5/19: Dr. Dog – “Letting Go” Stage, 4:15PM
If you’re the type who perpetually thinks about music in terms of “the zeitgeist”, then unfortunately there’s a good chance that you’ve either never closely listened to Dr. Dog or simply disregarded them. Nevertheless, this Philadelphia group’s charm has always been their ability to craft songs as attentive to pop accessibility as they are to creative high-mindedness. While not the cataclysmic, industry-changing creations that get routinely credited to the Animal Collectives and Arcade Fires and White Stripeses of the world, the music waxed by Dr. Dog – songs that end up being traded, e-mailed, linked and placed on countless playlists and mixes – is more akin to a catalog of indie rock radio hits, sans the radio or any real criterion point for what constitutes a “hit”.

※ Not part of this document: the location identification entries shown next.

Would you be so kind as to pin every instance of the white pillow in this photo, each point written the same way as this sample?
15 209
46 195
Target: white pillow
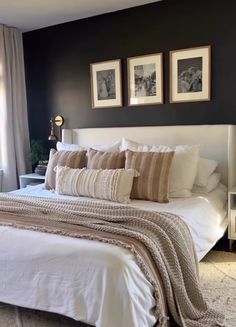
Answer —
184 164
212 182
205 168
108 184
100 147
183 171
127 144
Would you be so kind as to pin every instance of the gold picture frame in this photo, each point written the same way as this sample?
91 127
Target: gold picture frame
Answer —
190 74
105 78
145 80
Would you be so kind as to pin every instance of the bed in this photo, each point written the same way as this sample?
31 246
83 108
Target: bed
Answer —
100 283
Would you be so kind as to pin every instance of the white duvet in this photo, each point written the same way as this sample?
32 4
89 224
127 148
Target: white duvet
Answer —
90 281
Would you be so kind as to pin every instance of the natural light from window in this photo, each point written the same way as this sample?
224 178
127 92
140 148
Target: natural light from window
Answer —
1 104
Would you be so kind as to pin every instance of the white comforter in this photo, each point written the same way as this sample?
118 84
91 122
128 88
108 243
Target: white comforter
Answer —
90 281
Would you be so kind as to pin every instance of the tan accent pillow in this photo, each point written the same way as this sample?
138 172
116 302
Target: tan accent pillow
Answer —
107 184
73 159
154 168
105 160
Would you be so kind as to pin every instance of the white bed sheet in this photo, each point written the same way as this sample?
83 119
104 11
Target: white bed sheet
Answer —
89 281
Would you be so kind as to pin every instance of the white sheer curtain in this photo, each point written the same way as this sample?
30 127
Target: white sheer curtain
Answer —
14 132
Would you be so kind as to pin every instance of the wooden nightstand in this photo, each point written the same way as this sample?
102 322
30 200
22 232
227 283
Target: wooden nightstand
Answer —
31 179
232 216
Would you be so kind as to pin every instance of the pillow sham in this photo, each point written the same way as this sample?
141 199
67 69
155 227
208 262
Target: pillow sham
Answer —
183 171
154 168
127 144
108 184
105 160
73 159
100 147
184 165
205 168
212 182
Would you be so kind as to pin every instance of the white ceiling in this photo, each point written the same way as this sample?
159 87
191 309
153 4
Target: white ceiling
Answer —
28 15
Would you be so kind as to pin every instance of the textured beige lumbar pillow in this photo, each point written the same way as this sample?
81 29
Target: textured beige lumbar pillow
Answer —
107 184
105 160
154 169
73 159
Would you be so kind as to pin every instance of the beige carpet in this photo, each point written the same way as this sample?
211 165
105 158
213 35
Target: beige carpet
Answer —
218 278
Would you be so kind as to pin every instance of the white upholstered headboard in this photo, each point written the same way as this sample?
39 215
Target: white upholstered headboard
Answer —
217 141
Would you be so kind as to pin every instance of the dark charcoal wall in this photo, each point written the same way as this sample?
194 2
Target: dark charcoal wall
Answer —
57 64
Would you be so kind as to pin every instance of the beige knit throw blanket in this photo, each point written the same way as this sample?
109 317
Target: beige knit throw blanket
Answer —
160 242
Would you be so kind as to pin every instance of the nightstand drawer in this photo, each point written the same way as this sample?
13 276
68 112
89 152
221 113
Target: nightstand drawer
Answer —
232 224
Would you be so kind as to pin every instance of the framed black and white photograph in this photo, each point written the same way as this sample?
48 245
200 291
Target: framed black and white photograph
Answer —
190 74
106 84
145 80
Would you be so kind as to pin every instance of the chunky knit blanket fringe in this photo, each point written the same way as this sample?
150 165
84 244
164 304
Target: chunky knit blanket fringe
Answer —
161 244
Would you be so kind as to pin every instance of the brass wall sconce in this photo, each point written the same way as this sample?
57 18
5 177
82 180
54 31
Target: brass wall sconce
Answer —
58 121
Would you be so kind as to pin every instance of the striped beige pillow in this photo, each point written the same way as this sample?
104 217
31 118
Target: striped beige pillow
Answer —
107 184
154 168
105 160
73 159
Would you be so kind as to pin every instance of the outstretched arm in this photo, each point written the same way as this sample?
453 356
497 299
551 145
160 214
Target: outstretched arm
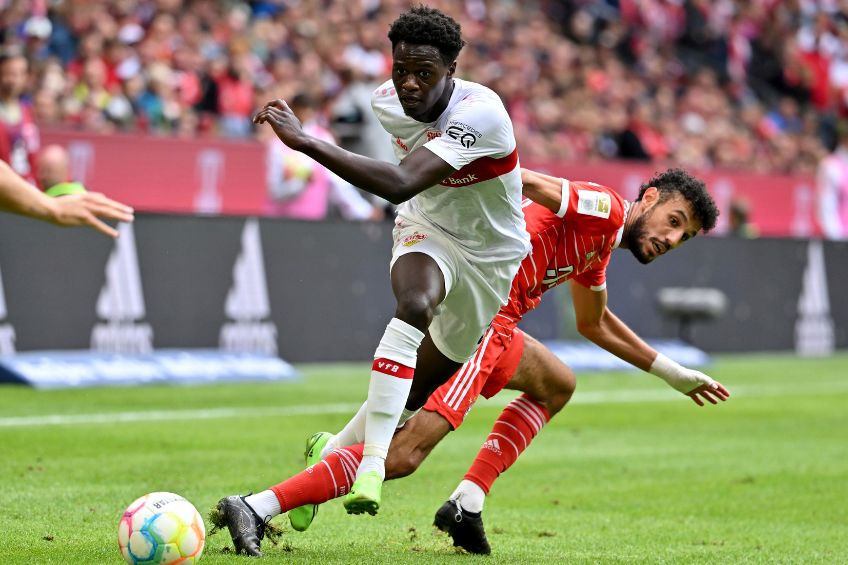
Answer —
542 189
20 197
597 323
420 170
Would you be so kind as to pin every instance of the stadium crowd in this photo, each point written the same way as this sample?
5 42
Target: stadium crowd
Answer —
700 83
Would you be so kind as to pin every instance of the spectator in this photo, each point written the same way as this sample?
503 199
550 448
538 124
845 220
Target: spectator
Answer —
298 187
54 176
832 188
656 80
19 139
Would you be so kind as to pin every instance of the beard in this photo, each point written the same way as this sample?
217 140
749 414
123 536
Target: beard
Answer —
635 237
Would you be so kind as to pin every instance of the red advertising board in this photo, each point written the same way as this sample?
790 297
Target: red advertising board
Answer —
779 205
162 174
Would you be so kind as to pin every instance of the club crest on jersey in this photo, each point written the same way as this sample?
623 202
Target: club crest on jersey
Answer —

But then again, I doubt Dr. Dog have ever given much thought to their place in such a zeitgeist, and in that capacity these guys probably aren’t making music for us wannabe patricianists. À la The Band circa Cahoots, existing both within and decidedly outside of the artiste-driven national musical climate surrounding them, Dr. Dog rides a whimsical creative model for the type of band whose true colors one can really only experience in a stage setting with a revelrous atmosphere capable of matching their unique penchant for the free energy of unpretentious rock and roll. Unsurprisingly, the Gulf Coast has often been, aside from the Philly area itself, a perfect entry point for Dr. Dog’s unfettered live mix of pop, psychedelia and multi-instrumental virtuosity, and the opportunity to see them on the Hangout Fest pedestal on late Saturday afternoon should not be missed.

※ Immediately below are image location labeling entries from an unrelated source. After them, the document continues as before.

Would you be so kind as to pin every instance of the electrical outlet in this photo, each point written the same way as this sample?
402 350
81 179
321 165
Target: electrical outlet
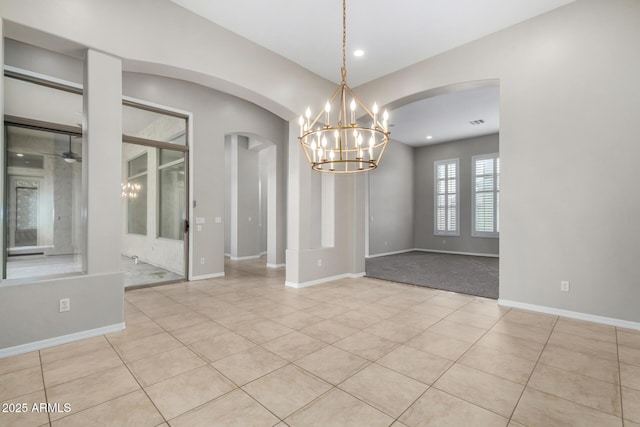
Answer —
65 304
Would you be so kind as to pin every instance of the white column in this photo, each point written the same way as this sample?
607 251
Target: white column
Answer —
233 219
2 151
102 152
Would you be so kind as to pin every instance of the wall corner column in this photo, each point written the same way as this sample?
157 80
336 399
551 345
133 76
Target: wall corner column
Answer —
102 152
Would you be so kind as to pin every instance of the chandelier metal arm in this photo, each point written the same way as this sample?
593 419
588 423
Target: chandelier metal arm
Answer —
348 146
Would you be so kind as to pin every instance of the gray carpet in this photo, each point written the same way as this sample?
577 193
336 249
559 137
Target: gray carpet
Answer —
466 274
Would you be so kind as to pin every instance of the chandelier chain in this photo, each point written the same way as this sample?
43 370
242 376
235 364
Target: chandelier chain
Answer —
344 41
347 145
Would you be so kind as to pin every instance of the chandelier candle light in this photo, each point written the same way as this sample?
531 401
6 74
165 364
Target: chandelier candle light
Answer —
345 146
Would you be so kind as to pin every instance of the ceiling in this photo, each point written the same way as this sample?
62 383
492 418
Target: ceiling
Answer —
393 35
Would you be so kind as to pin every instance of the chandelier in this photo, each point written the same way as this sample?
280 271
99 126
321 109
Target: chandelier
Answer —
348 144
129 190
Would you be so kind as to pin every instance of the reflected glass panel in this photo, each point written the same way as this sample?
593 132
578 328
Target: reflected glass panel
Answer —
141 123
172 200
34 101
44 225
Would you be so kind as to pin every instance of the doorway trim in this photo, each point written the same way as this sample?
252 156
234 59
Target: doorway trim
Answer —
187 148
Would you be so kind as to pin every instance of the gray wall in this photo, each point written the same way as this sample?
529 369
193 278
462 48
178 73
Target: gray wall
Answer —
29 310
569 93
391 203
249 189
424 158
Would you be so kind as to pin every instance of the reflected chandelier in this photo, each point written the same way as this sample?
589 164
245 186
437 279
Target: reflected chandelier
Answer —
348 145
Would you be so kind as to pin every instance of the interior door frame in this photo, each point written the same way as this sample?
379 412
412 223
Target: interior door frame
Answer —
187 116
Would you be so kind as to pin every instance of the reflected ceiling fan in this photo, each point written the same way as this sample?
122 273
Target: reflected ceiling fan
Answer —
68 156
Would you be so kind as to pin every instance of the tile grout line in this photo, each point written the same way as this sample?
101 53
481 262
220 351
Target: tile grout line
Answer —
534 368
44 386
138 382
432 385
619 377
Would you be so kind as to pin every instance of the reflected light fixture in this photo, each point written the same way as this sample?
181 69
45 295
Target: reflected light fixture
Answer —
346 145
129 190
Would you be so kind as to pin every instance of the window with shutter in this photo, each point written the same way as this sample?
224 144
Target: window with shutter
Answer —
446 209
486 195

5/20: Mavis Staples – Chevrolet Stage, 1:45PM
The most emotionally charged moment of this year’s New Orleans Jazz and Heritage Festival came at the very start of what was supposed to be the first of two scheduled appearances by soul and R&B legend Mavis Staples. She kicked off her Friday afternoon set in the Gospel tent with a rousing rendition of The Band’s “The Weight”, evoking her standout performance in the seminal concert flick The Last Waltz. At the song’s conclusion, Staples raised her arms to the sky and repeatedly shouted “Levon Helm!” as the standing-room only crowd rose to their feet and cheered wildly in a celebratory eulogy that lasted a full three minutes. It was just weeks since the venerable drummer and vocalist, with whom Staples was slated to share the stage the very next day, had passed away; and of all the Jazz Fest tributes Helm inspired, her’s was the most moving and impassioned.

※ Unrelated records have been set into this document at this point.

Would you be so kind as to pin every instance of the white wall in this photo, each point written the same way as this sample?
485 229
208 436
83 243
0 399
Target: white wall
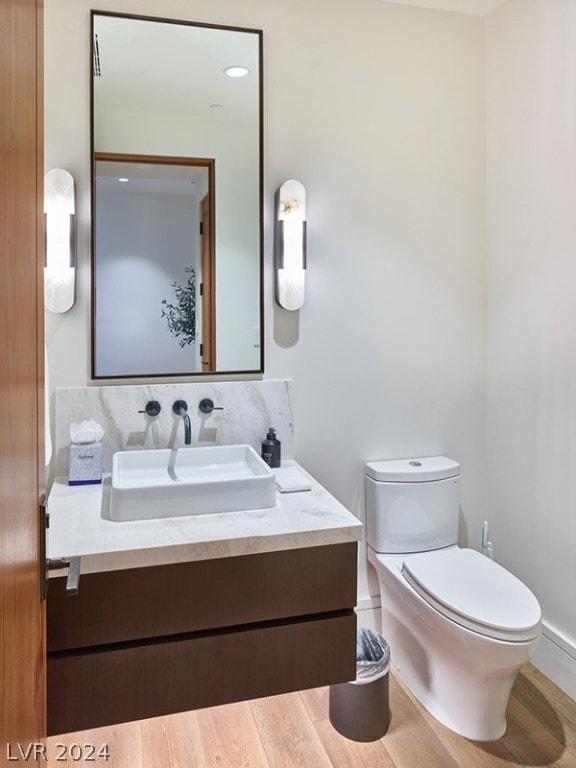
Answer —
154 236
531 119
379 110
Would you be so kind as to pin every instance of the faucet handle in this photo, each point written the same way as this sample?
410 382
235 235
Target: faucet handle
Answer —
207 406
153 408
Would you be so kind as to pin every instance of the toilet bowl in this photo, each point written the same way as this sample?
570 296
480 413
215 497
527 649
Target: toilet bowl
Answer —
460 627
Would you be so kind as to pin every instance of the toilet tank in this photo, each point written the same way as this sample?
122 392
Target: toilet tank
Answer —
412 505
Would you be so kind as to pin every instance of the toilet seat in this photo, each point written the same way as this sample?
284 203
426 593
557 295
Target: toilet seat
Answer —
475 592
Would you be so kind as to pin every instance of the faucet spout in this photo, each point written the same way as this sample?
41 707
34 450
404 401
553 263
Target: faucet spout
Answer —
180 408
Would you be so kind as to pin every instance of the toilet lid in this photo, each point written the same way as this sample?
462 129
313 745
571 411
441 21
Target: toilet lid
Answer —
476 592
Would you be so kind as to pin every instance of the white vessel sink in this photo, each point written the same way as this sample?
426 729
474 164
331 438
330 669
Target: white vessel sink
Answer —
189 481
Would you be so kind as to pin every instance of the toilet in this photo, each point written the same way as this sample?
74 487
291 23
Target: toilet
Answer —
460 627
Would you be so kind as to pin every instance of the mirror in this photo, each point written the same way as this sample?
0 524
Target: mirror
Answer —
176 198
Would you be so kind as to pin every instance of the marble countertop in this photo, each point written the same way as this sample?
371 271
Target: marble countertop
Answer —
79 527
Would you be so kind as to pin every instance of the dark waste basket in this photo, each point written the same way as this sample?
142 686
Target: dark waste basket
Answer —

Along with the rest of her wide ranging set, that moment demonstrated the enduring power of Mavis Staples’ voice as well as her effortlessly wonderful sensibilities, both musical and otherwise. After over 45 years at the front of the one of the most influential spirituality-based groups of all time in The Staples Singers and after appearing on the recorded work of everyone from Bob Dylan to Los Lobos, Mavis is once again in the midst of yet another creative renaissance after winning her first Grammy for last year’s Jeff Tweedy-produced Americana album You Are Not Alone. Plus, with Wilco in town for a their own Friday slot at Hangout, the potential for a surprise cameo (in one way or another) is at an all time high.